Sufficient condition for gapless spin-boson Lindbladians, and its connection to dissipative time-crystals

TL;DR

This paper establishes a condition linking steady-state correlations to gapless modes in Lindbladian systems, revealing how such modes can induce persistent dynamics and dissipative time-crystals in collective spin-boson models.

Contribution

It introduces a sufficient condition for gapless excitations in Lindbladians and connects this to the emergence of dissipative time-crystals, supported by analytical proofs and model studies.

Findings

Nonzero steady-state cumulants imply gapless Lindbladian modes.

Gapless modes can cause persistent oscillations in spin observables.

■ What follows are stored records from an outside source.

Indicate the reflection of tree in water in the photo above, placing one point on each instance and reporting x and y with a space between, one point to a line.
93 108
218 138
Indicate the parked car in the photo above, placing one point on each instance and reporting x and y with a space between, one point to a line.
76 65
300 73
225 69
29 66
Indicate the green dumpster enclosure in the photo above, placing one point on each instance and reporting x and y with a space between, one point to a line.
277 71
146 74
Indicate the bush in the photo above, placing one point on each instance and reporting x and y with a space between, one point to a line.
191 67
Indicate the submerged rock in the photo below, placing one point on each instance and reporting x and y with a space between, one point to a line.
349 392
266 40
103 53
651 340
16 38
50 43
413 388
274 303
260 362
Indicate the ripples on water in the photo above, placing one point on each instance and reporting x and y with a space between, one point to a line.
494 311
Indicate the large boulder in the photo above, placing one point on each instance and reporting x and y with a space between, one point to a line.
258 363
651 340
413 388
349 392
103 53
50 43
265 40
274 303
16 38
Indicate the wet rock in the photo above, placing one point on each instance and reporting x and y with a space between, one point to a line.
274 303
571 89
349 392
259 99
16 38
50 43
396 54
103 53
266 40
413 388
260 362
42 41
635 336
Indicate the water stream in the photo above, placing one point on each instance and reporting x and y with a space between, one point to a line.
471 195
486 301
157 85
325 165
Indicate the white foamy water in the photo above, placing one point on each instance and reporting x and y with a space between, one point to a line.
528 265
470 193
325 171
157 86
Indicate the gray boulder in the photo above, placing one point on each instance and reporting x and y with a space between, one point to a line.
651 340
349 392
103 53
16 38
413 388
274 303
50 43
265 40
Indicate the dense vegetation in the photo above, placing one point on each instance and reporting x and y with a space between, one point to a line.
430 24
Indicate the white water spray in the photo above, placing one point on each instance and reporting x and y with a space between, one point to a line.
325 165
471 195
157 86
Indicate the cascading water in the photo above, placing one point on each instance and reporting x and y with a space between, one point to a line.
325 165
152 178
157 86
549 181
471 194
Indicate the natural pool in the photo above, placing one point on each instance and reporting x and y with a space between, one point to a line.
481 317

Mean-field approximation is exact in these systems under certain conditions.

Abstract

We discuss a sufficient condition for gapless excitations in the Lindbladian master equation for collective spin-boson systems and permutationally invariant systems. The condition relates a nonzero macroscopic cumulant correlation in the steady state to the presence of gapless modes in the Lindbladian. In phases arising from competing coherent and dissipative Lindbladian terms, we argue that such gapless modes, concomitant with angular momentum conservation, can lead to persistent dynamics in the spin observables with the possible formation of dissipative time-crystals. We study different models within this perspective, from Lindbladians with Hermitian jump operators, to non-Hermitian ones composed by collective spins and Floquet spin-boson systems. We also provide a simple analytical proof for the exactness of mean-field semiclassical approach in such systems based on a cumulant expansion.